In 1994, I migrated to Silver Spring Maryland to be with my mother. I moved to New York to be closer to my cousin and soon found myself off track instead of going to school which was the original plan I was partying and hanging out. At the age of 21 after a bad relationship I gave my life to the lord and things begun to change for the better. I supported myself by becoming a childcare provider and fell even more in love with children because a child is always honest about their feelings.
I made a promise to my parents before they died to return to school in order to fulfill my dream of becoming a teacher. My first step was to do my GED which I passed on my first attempt without any preparation classes. My husband encouraged me to go to school before we started our family and I enrolled at Medgar Evers College as a freshman in the fall semester of 2009. I am indeed enthusiastic about learning everything I can so I can one day pass the knowledge I received to the students whose life I am going to have an effect on.

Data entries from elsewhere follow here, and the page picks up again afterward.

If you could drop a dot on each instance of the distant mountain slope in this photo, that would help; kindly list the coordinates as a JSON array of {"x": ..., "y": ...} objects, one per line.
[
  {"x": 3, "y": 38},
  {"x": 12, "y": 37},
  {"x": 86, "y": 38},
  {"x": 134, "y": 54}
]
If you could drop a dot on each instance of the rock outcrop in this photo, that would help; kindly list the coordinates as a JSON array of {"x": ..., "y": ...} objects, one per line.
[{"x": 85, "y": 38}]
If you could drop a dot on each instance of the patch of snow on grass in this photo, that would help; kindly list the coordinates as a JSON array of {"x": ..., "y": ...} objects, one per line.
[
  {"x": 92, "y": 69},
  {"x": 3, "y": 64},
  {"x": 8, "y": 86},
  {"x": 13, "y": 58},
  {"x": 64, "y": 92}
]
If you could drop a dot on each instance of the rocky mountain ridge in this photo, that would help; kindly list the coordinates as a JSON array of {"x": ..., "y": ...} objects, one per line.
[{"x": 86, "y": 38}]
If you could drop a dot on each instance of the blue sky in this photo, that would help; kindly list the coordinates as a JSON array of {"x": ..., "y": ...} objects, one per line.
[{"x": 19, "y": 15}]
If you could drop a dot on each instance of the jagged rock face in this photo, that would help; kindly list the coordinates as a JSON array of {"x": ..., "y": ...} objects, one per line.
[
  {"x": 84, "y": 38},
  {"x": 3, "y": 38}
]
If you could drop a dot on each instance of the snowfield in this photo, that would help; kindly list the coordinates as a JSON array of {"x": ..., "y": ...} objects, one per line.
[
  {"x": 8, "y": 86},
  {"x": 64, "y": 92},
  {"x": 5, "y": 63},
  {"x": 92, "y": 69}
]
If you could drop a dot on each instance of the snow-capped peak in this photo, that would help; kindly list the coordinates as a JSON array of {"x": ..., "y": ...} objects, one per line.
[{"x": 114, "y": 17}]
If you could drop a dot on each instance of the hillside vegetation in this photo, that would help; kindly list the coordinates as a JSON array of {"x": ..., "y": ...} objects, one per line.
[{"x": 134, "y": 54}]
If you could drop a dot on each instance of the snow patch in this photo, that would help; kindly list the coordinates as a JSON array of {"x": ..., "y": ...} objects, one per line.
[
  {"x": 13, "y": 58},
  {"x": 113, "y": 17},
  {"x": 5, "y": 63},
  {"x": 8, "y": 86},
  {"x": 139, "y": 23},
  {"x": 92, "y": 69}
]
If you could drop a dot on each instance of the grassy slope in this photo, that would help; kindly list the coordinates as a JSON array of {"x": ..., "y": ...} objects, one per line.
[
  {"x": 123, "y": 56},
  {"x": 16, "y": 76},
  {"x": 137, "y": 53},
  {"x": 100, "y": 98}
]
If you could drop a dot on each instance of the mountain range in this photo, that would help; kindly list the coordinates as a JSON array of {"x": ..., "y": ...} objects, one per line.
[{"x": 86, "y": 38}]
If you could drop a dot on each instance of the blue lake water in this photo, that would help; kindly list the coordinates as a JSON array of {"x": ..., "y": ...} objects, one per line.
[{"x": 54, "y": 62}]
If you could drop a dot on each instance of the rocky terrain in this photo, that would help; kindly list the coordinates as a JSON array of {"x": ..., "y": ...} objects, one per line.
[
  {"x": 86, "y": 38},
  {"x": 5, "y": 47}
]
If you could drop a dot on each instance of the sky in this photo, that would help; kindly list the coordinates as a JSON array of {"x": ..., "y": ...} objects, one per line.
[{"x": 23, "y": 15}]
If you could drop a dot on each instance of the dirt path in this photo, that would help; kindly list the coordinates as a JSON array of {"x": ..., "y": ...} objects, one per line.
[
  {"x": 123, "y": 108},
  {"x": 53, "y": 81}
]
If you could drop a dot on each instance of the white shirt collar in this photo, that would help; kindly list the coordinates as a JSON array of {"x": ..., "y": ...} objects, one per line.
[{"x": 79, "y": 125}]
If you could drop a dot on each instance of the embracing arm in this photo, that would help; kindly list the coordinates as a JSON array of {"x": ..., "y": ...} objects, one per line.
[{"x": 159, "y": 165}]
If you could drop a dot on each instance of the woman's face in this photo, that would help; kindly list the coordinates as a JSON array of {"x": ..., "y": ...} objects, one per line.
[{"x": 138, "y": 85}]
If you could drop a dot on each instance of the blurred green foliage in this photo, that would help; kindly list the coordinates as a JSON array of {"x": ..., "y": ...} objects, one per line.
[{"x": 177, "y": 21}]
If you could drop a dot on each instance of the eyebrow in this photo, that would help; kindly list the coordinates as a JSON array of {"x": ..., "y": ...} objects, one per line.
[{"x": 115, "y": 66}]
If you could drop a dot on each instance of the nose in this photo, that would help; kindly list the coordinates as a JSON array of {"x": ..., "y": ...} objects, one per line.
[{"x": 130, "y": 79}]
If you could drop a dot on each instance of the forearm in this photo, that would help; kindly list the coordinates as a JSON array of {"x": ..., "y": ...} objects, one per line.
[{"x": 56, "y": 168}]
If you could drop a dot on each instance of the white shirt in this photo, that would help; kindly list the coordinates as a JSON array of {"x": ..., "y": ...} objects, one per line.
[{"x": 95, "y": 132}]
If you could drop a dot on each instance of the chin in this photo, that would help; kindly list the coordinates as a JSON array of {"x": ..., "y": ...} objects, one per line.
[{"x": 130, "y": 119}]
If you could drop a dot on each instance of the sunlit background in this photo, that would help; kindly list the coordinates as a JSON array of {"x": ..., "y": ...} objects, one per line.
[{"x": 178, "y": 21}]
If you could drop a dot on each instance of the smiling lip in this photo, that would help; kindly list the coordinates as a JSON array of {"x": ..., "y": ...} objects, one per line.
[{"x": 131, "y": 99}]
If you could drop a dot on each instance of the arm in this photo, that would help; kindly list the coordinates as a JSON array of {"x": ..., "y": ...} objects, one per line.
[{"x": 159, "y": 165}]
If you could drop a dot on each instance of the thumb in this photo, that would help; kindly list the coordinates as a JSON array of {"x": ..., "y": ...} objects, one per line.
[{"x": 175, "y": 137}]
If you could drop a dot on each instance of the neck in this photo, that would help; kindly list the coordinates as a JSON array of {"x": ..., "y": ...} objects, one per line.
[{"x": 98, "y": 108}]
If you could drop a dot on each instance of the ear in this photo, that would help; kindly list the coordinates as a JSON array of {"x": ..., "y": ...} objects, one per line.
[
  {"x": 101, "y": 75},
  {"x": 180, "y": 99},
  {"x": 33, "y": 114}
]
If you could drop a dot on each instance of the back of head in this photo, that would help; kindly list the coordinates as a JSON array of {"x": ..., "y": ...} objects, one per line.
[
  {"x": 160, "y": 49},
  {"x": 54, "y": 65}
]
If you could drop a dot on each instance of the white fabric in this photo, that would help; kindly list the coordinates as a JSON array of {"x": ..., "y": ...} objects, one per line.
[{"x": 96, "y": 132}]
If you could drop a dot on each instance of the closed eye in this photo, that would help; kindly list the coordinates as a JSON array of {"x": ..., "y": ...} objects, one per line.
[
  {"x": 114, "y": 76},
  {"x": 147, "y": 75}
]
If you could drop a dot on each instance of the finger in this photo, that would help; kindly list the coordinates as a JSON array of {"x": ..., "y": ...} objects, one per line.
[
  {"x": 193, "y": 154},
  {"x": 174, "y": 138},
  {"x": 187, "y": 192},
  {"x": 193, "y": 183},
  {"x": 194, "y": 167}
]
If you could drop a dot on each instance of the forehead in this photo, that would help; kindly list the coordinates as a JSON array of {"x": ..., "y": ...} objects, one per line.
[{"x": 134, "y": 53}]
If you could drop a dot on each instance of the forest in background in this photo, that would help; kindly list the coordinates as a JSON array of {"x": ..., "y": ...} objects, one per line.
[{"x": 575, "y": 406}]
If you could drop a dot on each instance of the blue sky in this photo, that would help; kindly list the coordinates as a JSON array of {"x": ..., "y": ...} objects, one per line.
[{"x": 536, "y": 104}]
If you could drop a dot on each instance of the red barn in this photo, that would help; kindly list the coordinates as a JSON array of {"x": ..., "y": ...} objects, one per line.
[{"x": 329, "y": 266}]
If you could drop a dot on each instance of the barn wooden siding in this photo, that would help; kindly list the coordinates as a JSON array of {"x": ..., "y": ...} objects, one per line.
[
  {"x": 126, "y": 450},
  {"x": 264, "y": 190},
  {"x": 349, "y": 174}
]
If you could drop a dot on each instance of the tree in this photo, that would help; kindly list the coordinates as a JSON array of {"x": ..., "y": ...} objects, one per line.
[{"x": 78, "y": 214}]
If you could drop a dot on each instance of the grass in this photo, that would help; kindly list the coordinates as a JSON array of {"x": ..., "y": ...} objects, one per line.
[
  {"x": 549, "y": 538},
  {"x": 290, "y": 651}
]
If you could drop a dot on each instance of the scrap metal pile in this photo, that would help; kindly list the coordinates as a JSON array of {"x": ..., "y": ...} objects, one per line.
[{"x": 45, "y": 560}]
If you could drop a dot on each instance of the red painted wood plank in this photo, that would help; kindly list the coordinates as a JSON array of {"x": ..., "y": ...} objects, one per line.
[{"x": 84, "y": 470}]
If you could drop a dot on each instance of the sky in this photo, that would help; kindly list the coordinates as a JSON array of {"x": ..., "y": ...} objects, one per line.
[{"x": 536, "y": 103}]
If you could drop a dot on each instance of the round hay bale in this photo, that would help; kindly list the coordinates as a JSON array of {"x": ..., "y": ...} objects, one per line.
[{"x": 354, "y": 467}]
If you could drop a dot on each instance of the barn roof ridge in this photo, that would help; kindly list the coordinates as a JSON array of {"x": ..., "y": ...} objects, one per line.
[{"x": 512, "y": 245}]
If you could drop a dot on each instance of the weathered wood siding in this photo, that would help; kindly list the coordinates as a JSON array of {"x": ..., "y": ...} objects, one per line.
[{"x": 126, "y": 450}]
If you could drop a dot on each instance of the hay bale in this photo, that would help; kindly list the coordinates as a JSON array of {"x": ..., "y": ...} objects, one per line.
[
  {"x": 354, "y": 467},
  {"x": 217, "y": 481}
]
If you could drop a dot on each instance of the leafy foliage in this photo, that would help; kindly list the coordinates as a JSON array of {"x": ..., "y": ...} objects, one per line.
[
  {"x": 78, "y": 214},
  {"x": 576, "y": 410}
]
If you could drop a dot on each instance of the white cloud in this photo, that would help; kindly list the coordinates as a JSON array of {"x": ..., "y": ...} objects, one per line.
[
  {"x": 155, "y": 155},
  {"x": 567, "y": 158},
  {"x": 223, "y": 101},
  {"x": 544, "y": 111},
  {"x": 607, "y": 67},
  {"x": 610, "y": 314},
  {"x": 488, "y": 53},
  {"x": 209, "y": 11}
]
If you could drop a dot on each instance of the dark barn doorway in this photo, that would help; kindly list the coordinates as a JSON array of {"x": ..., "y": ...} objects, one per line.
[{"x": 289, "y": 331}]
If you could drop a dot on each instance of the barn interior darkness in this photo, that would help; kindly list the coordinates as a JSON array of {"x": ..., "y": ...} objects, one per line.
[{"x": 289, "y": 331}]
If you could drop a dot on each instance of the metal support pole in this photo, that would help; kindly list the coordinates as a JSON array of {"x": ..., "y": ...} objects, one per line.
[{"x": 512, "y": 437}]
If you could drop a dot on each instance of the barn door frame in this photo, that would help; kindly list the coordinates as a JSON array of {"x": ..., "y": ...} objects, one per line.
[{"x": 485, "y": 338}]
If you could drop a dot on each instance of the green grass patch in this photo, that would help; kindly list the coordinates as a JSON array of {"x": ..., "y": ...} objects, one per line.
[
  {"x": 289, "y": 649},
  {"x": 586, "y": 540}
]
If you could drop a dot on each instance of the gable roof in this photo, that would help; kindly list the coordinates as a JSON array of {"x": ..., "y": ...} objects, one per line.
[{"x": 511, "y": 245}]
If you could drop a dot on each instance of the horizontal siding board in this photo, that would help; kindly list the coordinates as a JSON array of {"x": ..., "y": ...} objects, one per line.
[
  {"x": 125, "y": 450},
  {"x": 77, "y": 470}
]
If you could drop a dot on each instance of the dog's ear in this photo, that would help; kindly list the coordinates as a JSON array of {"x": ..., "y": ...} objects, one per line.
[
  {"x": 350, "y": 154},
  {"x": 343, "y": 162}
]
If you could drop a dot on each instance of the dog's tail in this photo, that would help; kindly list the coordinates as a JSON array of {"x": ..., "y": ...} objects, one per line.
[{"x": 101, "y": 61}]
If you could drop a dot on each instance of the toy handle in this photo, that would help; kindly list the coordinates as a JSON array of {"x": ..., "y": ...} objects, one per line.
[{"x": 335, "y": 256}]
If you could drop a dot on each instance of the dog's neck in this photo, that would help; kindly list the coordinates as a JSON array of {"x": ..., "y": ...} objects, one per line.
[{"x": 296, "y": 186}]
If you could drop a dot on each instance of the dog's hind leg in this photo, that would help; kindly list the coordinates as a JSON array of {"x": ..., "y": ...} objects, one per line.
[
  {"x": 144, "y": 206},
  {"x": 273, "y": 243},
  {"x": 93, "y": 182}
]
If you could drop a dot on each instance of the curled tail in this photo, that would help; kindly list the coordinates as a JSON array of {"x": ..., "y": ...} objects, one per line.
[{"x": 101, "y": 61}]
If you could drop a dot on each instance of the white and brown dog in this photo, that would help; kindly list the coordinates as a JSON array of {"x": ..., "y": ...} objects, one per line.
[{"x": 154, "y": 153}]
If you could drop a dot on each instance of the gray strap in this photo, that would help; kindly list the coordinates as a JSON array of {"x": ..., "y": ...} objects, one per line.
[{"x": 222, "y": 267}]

Truly, the motto of MEC- Education Department “EDUCATE to LIBERATE” has great meaning to me because it was what my parents instilled in me from a child.
Education is much easier today because everything could be done from home if you choose to. Unlike when I went to school, the uses of computers were not as prominent. If I needed information for a project, I would have to look it up in an encyclopedia. I no longer have to undergo the banking method of Paulo Freire which was the primary style of teaching when I attended school. I am now free to express myself and I do not have to take everything the teacher says and commit it to memory. I am no longer an empty bank account waiting for my professor to make a deposit.
Because of some of the things I went through in my life it has made me a stronger better person, I believe that everyone should have someone they could trust and depend on in their times of need. As an aspiring teacher I am willing to go the extra mile for my students, I would try not only to be the one who they can come to with a problem whether it may be academically or an everyday life situation. I would true to be their voice, a role model to them and everything they need in order for them to succeed. I want to be remembered like how I remember my teachers even those who corrected me when I was wrong. I could look back today and say I would not change anything about any of my teachers and that is the legacy I would like to leave.
I believe that a winner never quits and a loser never tried hard enough. I am committed to myself to fulfill the dream of becoming a teacher and I am going to do whatever it takes to make my dream come true. There can never be too many good teachers to be role models for our future but you can always find too many bad influences that try to take our future’s future away.